Learnable Linguistic Watermarks for Tracing Model Extraction Attacks on Large Language Models

Minhao Bai,Kaiyi Pang,Yongfeng Huang
2024-04-28
Abstract:In the rapidly evolving domain of artificial intelligence, safeguarding the intellectual property of Large Language Models (LLMs) is increasingly crucial. Current watermarking techniques against model extraction attacks, which rely on signal insertion in model logits or post-processing of generated text, remain largely heuristic. We propose a novel method for embedding learnable linguistic watermarks in LLMs, aimed at tracing and preventing model extraction attacks. Our approach subtly modifies the LLM's output distribution by introducing controlled noise into token frequency distributions, embedding an statistically identifiable controllable watermark.We leverage statistical hypothesis testing and information theory, particularly focusing on Kullback-Leibler Divergence, to differentiate between original and modified distributions effectively. Our watermarking method strikes a delicate well balance between robustness and output quality, maintaining low false positive/negative rates and preserving the LLM's original performance.

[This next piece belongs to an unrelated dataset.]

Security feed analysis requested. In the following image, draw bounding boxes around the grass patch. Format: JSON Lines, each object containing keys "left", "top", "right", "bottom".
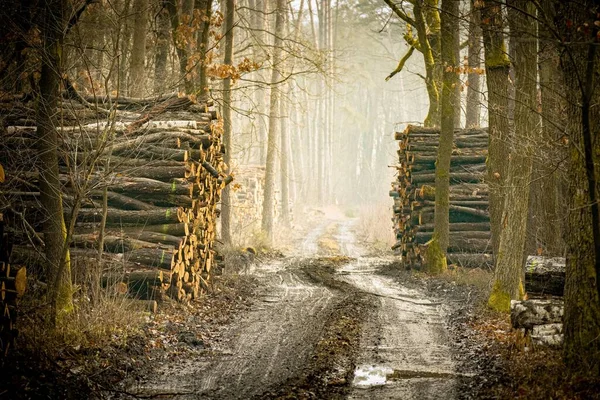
{"left": 317, "top": 223, "right": 341, "bottom": 255}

Cryptography and Security,Artificial Intelligence,Computation and Language
What problem does this paper attempt to address?
The paper attempts to address the problem of embedding learnable linguistic watermarks in large language models (LLMs) to track and prevent model extraction attacks. Specifically, current watermarking techniques for adversarial model extraction attacks mainly rely on inserting signals into the model's output logits or post-processing generated text, and these methods are still relatively empirical. Therefore, the paper proposes a novel approach that subtly alters the model's output distribution by introducing controlled noise into the token frequency distribution in LLMs, thereby embedding statistically identifiable controllable watermarks. The paper leverages statistical hypothesis testing and information theory, particularly Kullback-Leibler divergence, to effectively distinguish between the original and modified distributions. This watermarking method strikes a good balance between robustness and output quality, maintaining low false positive and false negative rates while preserving the original performance of LLMs. Additionally, the paper discusses different types of watermarks (black-box, gray-box, and white-box) and focuses on watermarking methods in the gray-box scenario, aiming to achieve stable watermark detection without degrading the quality of the generated text.